Boletus is the Margrave’s steward who, along with Morel, the Margrave’s coach driver, travels by ice yacht while attempting to drown Dido as she crosses the frozen Thames. The night porter at Cinnamon Court is Mr Chantrel: it won’t have escaped your notice that all three of these servants have names that are fungus-related.

Alf (birthday: July 4th) is a red-headed page at Cinnamon Court, son of a surveyor for the Thames Tunnel. Unfortunately he is drowned by order of the Margrave for helping Dido, Sophie and lollpoops escape from Cinnamon Court, the Thames proving to be, alas, not such a sacred river for this Alf.


Another related post will detail the remaining characters appearing in this novel

12 thoughts on “A wolfish vampire in Wapping

  1. earthbalm

    As always, a brilliant post Chris. “Dido and Pa” is further on in the chronicles than I have covered in my reading but your guides are always helpful in understanding novels. At the moment I have begun a re-read of Dune by carefully reading the appendices at the back of the edition that I own. I’m not sure what it says about me that I love commentaries almost as much as the narratives themselves. Looking forward to the next part, very much!

    Liked by 1 person

    1. You’re not the only one to love commentaries almost as much as the narratives, Dale, I always feel they deepen both knowledge and understanding of the secondary world created as well as the author’s own imagination and creativity.

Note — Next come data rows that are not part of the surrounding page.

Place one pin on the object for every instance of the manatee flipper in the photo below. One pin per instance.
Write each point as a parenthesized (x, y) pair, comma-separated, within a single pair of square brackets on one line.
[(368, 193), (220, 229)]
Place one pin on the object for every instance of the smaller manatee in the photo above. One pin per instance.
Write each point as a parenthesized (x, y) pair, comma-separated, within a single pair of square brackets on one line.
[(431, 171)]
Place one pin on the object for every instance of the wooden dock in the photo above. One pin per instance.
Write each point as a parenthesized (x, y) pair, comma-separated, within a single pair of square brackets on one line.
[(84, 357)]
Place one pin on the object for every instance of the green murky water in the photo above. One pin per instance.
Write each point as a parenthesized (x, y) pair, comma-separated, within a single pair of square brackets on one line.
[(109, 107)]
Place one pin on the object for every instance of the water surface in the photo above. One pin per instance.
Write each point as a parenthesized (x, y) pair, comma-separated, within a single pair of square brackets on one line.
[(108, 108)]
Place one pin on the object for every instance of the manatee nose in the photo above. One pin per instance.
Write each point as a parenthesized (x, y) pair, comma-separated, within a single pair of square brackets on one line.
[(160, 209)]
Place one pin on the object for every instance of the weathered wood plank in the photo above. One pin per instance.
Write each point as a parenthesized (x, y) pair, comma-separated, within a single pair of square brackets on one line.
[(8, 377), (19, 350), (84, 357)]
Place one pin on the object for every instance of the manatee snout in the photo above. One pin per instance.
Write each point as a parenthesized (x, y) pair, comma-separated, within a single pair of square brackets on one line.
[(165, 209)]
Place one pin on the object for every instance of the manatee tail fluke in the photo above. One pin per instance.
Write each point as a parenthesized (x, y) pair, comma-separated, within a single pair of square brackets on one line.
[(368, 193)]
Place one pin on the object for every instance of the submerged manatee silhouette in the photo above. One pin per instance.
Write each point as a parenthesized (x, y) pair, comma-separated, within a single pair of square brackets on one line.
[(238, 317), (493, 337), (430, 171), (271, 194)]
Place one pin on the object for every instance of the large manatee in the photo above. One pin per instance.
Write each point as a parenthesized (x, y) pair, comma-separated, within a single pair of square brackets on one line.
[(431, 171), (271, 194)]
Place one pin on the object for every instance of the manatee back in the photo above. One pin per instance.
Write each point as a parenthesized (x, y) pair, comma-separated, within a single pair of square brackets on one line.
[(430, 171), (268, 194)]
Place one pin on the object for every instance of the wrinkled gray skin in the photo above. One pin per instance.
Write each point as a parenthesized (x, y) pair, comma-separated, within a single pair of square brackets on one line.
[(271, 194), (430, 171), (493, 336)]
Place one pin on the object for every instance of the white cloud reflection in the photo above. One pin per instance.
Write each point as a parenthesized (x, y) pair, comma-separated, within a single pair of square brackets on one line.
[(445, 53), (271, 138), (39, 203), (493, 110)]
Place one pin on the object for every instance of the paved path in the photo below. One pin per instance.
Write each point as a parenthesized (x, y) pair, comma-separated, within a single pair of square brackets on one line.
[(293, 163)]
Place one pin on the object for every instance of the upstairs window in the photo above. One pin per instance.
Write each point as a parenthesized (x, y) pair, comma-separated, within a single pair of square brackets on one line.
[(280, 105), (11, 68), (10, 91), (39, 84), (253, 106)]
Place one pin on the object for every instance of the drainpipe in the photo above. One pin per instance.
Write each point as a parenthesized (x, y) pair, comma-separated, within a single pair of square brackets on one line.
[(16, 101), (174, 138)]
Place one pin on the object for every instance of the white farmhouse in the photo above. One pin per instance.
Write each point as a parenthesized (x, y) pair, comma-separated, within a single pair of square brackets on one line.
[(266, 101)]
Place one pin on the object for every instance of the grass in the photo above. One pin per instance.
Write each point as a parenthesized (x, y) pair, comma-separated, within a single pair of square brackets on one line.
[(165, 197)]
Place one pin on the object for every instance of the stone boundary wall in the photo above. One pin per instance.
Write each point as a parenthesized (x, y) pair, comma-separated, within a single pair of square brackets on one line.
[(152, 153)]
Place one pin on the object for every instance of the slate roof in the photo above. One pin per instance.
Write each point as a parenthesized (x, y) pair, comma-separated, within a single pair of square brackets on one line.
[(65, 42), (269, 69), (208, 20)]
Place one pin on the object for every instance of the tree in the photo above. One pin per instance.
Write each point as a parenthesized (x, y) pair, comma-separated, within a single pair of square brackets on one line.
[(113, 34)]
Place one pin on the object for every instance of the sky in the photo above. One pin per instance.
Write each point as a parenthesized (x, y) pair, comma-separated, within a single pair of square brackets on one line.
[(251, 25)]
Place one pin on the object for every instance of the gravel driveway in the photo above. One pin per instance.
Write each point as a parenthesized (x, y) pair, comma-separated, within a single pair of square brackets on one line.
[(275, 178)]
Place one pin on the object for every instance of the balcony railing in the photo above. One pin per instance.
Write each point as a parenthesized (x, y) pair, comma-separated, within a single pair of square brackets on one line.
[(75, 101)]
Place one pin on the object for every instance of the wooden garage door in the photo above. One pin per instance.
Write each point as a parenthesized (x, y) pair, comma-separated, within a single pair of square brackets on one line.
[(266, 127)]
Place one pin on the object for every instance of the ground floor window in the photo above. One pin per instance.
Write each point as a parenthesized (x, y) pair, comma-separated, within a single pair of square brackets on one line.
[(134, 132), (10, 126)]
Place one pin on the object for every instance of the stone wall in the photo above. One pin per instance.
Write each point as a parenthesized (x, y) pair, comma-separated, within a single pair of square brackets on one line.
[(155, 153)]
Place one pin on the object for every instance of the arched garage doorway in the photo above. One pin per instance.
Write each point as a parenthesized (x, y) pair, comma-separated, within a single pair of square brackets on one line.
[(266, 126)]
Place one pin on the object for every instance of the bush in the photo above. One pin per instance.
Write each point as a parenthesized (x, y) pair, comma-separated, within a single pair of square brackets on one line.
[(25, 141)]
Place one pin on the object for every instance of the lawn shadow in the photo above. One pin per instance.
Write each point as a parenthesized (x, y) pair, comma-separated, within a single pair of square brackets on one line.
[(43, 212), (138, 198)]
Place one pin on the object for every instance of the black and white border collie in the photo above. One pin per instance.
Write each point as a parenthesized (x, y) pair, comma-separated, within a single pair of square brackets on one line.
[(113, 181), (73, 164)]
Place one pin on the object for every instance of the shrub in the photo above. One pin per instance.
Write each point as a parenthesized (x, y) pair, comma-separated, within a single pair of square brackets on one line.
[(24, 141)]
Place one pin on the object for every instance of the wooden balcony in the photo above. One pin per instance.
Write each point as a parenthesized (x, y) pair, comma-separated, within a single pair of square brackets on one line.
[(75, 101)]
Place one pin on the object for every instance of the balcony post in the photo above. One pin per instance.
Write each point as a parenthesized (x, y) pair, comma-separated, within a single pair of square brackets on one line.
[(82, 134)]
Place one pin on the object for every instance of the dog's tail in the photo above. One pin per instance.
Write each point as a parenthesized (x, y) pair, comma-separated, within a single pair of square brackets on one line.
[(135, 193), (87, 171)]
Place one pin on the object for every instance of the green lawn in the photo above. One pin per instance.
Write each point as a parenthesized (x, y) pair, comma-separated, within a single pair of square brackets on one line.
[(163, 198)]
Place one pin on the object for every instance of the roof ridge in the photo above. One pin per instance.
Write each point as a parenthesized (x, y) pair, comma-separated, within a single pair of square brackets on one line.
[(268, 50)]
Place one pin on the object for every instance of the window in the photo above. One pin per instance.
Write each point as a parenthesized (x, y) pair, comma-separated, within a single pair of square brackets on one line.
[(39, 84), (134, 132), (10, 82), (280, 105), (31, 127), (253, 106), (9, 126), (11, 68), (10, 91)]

      Where Dune is concerned, I’m not so sure I’d want to reread it, especially after the marginal disappointment of the first sequel, but I do intend to give Children of Dune a go sometime. For what it’s worth my review of Dune is here https://wp.me/s2oNj1-dune (though it’s unlikely to tell you anything new that you don’t know already). 🙂

      Liked by 1 person

  2. Pingback: A wolfish vampire in Wapping — Calmgrove – Earth Balm Creative

  3. Some are born Wolves, some become wolves…do they have wolfishness thrust upon them?

    I’m not sure, but I think I began the tradition of calling the series The Wolves Chronicles – already the origins are lost in time but I am more and more certain it is a telling title.

    Here is some background on Joan’s obsession with wolves, and how she wrote them out of her system:
    https://joanaiken.wordpress.com/2015/12/03/a-wonderful-year-for-wolves/

    Liked by 2 people

    1. Absolutely, Lizza, wolves don’t appear in every title of the series but wolfish humans certainly do, and thanks for the reminder of your post describing the origins of her obsession in that Flemish tale. If you are indeed the originator of the term The Wolves Chronicles then it was the most felicitous choice!

      As I’m sure we’ve discussed elsewhere, probably in terms of ‘scrobbled’ (though Joan also uses the word ‘snabbled’) there must also be a Masefield source in that deliciously shiversome phrase ‘The wolves are running!’

      Liked by 1 person

  4. You’re making it more and more difficult to avoid my reading the Wolves Chronicle. Just as well I’ve a good long break for Christmas, I may be able to track it down and settle into it before work gets in the way.

    Liked by 2 people

    1. The first couple of titles in the series are the best known and most read, but I’m trying to persuade anyone who’ll listen (or read) that the remaining ones are also worth investigating! I do hope you’ll soon be able to make that initial foray, Cath—but then I’m biased.